The Yomiuri Shimbun Harvard Medical School said Monday it will examine articles on stimulus-triggered acquisition of pluripotency (STAP) cells coauthored by one of its professors.
The two articles carried on the Jan. 30 edition of the British science journal Nature were written by 14 researchers from RIKEN, the University of Yamanashi, Harvard University and Tokyo Women’s Medical University, including RIKEN research unit leader Haruko Obokata and Harvard Medical School Prof. Charles Vacanti.
Doubts have recently been raised over the credibility of the research papers, including questionable images used.
Meanwhile, Education, Culture, Sports, Science and Technology Minister Hakubun Shimomura said at a press conference after a Cabinet meeting on Tuesday, “I hope [the researchers] will resubmit the articles.”
David Cameron, director of Science Communications at Harvard Medical School, told The Yomiuri Shimbun in an e-mail: “We are fully committed to upholding the highest standards of ethics and to rigorously maintaining the integrity of our research. Any concerns brought to our attention are thoroughly reviewed in accordance with institutional policies and applicable regulations.”
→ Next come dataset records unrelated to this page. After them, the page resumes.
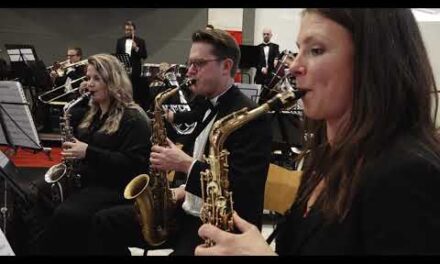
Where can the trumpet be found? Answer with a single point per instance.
(61, 67)
(78, 63)
(69, 90)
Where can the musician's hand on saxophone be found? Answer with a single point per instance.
(170, 157)
(74, 150)
(249, 242)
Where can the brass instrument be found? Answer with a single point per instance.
(61, 176)
(58, 67)
(61, 67)
(78, 63)
(154, 202)
(42, 97)
(217, 199)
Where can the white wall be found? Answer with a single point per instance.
(226, 18)
(284, 23)
(431, 36)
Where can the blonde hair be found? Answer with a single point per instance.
(119, 89)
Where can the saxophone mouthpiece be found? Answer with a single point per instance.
(186, 84)
(285, 100)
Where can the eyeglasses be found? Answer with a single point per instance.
(199, 63)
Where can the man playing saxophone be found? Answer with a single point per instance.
(212, 63)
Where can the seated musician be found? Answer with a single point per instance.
(213, 61)
(112, 146)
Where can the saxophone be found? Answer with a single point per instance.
(217, 199)
(154, 203)
(62, 177)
According to Nature, any articles can be retracted in principle only after all coauthors give their consent. However, the journal may accept the request for the retraction of an article based on its own judgment, even if some coauthors disagree with the decision. A Nature official said the journal is currently investigating the STAP cell articles.
“Some mistakes were made, but they don’t affect the conclusions,” said Vacanti, a tissue engineer at Harvard Medical School and Brigham and Women’s Hospital in Boston, on the online version of The Wall Street Journal on Monday. “Based on the information I have, I see no reason why these papers should be retracted.”
An official from the Kobe-based RIKEN Center for Developmental Biology added on Tuesday, “We’re discussing the matter, including the possibility of withdrawing the articles.”
“The basis of the articles [that STAP cells were created] is unshakable,” a RIKEN official said.
“From the viewpoint of the articles’ credibility and research ethics, we are discussing the issue with an eye toward their retraction,” RIKEN said in a statement released on Tuesday afternoon. “It will take some time before we compile a final report on the matter.”
RIKEN plans to formally announce the details of its investigation on Friday.